Biographical details
- Born: April 8, 1950 (age 75) New Orleans, Louisiana, U.S.

Coaching career (HC unless noted)
- 1975–1982: Jesuit HS (asst.)
- 1982–1989: De La Salle HS
- 1989–1990: Mississippi State (asst.)
- 1990–1991: Tulane (asst.)
- 1991–1997: Samford (asst.)
- 1997–2012: Samford
- 2013–2019: Isidore Newman School

Accomplishments and honors

Championships
- 2 TAAC tournament (1999, 2000) TAAC regular season (1999)

Awards
- TAAC Coach of the Year (1999)

= Jimmy Tillette =

College basketball coach

Jimmy Tillette (born April 8, 1950) is an American college basketball coach and the former head coach of the men's basketball team at Samford University in Birmingham, Alabama.
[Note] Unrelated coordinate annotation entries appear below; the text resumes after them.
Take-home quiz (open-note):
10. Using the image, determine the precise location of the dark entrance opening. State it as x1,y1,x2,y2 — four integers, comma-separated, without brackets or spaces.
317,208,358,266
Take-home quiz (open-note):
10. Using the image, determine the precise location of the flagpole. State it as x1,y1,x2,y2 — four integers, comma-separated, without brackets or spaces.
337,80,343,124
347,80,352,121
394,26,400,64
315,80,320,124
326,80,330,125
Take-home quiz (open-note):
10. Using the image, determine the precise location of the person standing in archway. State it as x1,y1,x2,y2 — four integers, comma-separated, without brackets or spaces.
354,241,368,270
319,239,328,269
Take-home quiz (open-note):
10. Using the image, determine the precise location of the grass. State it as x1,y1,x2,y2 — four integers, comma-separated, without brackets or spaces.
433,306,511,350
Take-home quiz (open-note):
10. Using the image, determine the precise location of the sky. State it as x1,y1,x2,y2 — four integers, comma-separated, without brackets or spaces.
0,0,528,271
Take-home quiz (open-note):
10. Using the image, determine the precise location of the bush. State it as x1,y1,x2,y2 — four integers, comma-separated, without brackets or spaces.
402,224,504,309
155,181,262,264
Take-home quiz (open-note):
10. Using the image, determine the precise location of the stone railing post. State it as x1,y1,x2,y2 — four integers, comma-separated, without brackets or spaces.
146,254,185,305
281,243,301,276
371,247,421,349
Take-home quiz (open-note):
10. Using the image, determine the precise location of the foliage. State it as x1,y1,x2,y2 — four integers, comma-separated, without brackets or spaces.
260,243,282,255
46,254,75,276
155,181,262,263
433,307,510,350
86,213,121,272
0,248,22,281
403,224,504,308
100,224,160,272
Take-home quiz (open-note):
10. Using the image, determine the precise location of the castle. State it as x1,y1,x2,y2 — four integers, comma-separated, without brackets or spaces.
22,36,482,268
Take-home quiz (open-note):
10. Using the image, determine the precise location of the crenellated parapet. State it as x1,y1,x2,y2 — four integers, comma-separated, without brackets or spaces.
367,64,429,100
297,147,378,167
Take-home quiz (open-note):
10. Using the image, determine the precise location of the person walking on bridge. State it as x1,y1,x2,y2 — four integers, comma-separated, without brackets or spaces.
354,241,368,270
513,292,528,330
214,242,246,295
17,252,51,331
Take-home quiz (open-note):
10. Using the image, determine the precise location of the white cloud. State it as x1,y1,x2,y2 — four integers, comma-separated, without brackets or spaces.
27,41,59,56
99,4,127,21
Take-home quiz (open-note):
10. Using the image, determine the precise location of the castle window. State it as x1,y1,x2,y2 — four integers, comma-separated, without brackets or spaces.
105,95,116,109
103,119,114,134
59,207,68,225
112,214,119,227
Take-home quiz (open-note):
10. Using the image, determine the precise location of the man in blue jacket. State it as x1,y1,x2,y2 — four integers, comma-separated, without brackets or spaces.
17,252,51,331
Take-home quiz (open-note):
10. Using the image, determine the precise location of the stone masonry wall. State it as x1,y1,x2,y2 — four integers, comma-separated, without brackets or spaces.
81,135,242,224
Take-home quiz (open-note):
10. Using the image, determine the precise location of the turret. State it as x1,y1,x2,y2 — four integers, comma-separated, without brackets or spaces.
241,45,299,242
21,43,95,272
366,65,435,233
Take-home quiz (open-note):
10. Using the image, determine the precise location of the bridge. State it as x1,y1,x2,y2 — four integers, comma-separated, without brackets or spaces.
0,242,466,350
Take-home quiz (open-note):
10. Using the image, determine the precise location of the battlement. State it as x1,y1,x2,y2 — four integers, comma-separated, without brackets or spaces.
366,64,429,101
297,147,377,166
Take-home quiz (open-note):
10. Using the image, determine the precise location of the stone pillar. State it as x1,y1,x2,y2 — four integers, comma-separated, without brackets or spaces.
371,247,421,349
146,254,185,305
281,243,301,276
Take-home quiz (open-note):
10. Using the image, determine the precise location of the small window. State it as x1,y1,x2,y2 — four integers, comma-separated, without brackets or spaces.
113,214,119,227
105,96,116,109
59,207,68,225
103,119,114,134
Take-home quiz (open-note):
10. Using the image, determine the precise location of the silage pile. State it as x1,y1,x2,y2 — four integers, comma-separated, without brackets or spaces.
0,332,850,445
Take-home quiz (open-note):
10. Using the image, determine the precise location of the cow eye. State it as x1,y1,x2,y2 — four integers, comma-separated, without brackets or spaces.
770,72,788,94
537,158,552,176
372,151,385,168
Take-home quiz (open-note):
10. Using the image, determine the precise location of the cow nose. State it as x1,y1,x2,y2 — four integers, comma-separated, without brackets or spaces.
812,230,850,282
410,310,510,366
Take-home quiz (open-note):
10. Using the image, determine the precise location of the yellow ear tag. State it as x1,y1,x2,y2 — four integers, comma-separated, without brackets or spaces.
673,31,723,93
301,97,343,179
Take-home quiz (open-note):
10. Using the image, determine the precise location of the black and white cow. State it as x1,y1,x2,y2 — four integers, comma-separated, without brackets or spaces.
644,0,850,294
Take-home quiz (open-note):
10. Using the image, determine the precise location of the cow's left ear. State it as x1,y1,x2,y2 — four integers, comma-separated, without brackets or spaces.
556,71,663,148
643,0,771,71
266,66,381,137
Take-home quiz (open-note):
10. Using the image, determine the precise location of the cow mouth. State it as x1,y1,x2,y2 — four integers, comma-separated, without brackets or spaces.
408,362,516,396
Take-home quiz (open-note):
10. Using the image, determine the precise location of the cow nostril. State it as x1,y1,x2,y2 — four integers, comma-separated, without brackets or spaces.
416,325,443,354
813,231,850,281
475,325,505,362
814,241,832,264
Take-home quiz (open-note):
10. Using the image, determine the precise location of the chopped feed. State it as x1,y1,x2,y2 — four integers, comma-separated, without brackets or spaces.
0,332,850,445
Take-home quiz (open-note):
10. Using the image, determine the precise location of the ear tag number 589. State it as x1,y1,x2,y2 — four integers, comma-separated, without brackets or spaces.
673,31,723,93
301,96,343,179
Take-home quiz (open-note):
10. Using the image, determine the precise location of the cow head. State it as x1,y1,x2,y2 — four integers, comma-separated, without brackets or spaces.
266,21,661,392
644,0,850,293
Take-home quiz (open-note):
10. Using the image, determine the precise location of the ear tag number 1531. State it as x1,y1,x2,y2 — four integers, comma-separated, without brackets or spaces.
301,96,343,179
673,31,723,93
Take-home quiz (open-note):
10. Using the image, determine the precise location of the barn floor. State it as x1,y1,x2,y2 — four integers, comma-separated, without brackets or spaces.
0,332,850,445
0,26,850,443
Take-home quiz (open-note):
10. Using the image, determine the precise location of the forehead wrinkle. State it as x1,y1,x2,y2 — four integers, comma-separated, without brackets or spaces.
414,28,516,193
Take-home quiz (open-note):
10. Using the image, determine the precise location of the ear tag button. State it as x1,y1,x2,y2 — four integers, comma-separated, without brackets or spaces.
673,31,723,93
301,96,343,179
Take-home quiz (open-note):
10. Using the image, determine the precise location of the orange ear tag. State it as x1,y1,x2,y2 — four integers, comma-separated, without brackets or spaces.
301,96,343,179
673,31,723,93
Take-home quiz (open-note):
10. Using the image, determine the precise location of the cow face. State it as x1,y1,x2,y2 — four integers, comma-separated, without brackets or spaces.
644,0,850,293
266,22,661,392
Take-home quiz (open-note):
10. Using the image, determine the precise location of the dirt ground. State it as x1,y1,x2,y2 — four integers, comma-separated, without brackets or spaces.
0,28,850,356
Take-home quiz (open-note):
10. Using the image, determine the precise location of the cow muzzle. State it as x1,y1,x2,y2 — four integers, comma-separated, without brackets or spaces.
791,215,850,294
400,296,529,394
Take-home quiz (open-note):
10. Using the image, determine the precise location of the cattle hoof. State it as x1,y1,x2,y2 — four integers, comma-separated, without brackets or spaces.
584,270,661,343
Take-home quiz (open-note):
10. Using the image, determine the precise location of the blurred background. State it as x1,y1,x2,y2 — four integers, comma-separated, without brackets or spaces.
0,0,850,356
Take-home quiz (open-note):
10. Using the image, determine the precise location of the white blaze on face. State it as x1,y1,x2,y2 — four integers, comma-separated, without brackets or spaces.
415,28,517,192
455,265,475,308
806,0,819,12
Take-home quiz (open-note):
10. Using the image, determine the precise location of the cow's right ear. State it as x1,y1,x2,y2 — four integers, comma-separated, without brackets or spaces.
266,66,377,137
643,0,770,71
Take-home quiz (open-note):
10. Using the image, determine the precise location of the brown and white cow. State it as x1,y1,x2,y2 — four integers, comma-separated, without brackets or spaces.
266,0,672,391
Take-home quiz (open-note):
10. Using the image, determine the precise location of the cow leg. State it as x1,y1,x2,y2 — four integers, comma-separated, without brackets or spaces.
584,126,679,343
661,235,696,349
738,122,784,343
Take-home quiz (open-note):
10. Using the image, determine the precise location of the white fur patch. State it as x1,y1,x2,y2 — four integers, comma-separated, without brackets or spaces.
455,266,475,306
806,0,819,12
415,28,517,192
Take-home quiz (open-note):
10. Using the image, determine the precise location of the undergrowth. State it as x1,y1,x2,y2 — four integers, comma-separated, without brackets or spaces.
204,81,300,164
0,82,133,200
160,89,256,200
Born in New Orleans, Louisiana. Tillette was the head coach of the Bulldogs team from 1997-2012, and is the school's winningest coach. He assumed his former position when John Brady left Samford to become the head basketball coach at LSU. In fifteen seasons as the coach of the Bulldogs, Tillette compiled record of 229–219, leading the Bulldogs to their only two appearances in the NCAA Men's Division I Basketball Championship in 1999 and 2000 while they were a member of the Atlantic Sun Conference. The 1999–2000 season was highlighted by upset wins over traditional basketball powers St. John's and Alabama. Tillette most recently served as head coach of the boys' basketball team at Isidore Newman High School in New Orleans, Louisiana. He retired in 2019 and was replaced by former Co-National Player of the Year and Newman alum Randy Livingston.